Published: January 18th 2013January 18th 2013
In the morning we found ourselves cruising down Glacier Alley. On our west-to-east traverse, all of the glaciers appeared on our portside, so in the early morning all we had to do was open the drapes to see the scenery pass by our Lanai cabin door and foot to ceiling windows. We booked the cruise over one eighteen months ago, and we are very happy with the upgrade offer we got. There were penguins along the shoreline that were spotted by the crew, and some sea lions. One passenger reported seeing a flying penguin skimming above the water, but our exploration director assured us that what this passenger saw was really a southern cormorant. I was so busy trying to catch up with the blogs for the past two days, we sort of missed the sit-down breakfast and were forced up to the Lido. It was very crowded, but we did find an empty table in the corner. I had some eggs benedict with some hash browns and pork sausage. HAL makes eggs benedict about half a dozen other ways, but I stuck to the traditional recipe. Sharon went for the scrambled eggs and turkey bacon. She discovered several days back that she prefers the turkey bacon and it looks like we’ll be getting some when we get back to Ohio. I will say, the turkey bacon seems to get done perfectly and is always served very crispy. Consistency with the traditional bacon is more hit and miss, and is sometimes very greasy and sometimes burnt.

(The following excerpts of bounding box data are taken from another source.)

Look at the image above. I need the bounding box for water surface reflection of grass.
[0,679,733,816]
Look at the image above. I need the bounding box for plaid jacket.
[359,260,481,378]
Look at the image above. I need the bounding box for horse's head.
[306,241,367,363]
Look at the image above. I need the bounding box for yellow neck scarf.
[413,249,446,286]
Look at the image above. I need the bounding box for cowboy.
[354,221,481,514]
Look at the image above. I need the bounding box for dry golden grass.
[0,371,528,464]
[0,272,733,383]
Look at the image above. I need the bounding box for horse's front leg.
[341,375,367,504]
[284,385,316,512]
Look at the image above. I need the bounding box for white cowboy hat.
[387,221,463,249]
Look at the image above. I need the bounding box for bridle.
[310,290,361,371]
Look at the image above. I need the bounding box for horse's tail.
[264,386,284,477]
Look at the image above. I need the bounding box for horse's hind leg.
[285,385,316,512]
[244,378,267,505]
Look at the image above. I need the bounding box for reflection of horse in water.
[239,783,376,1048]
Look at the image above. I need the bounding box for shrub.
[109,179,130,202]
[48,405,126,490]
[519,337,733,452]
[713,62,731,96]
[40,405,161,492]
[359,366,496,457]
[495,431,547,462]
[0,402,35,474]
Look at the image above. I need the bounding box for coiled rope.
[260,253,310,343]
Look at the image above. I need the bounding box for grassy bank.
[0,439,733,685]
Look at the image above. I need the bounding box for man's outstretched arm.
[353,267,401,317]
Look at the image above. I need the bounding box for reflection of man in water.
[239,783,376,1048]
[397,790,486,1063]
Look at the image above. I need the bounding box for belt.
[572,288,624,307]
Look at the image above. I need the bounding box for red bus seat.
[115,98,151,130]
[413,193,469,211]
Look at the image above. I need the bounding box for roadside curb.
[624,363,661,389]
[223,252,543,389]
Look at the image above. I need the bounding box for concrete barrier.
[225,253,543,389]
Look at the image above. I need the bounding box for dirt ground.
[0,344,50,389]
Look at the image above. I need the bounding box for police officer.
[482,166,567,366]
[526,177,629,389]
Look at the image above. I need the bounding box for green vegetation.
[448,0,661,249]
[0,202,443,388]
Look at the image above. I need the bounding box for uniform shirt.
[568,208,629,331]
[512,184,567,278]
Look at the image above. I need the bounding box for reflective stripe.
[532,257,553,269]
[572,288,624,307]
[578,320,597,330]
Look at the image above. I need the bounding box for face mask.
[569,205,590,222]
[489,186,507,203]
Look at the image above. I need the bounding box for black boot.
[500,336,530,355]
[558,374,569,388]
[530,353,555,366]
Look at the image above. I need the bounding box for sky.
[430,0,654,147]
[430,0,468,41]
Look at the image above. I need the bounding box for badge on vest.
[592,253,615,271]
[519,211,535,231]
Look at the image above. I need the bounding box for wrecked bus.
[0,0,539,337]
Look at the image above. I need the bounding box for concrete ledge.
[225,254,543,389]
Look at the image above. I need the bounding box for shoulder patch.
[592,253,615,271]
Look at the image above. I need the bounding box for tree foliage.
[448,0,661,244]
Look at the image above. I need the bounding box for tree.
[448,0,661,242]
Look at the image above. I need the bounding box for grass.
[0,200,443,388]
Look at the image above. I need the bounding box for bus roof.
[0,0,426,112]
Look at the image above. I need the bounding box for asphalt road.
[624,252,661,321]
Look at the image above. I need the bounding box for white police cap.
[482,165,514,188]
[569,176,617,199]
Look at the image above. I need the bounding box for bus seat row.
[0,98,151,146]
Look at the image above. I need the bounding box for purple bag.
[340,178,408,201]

Sharon went out on deck and was taking pictures of some of the glaciers reaching down to the sea. We were scheduled to arrive in Ushuaia around noon, and had a 2 PM tour. Sharon spotted a large settlement appearing on the portside, and surmised that this must be Ushuaia. The captain came on and said that we had to sail past the city and approach from the other side, and that we were running about one-half hour late. I had checked out the menus for today, and low and behold, they have two of Sharon’s non-beef favorites on the same menu… it figures. I also picked up today’s Sudoku, but they didn’t offer much of a challenge.
We went to the $40,000 bingo game at 11 AM. It looked like there might not be enough people to hold the bingo, but they did finally start the game about twenty minutes late. Someone won the first simple bingo pretty quickly. They had a “small picture frame” for the second game, and I was the first to stand, quite early in the game with 7 out of 8 numbers needed. But they never called another “N” and others started to stand and eventually won. Sharon had almost no numbers in this game and was getting fed up with her card. Someone else won the third game of outside corners; although, Sharon and I did get to stand. And in the blackout game it came down to 3 “B’s” left, 2 “I’s” left, no “N’s” left, no “G’s” left and 1 “O” left. He called an I, which didn’t help either of us… we both needed B-6. Many people shouted out BINGO.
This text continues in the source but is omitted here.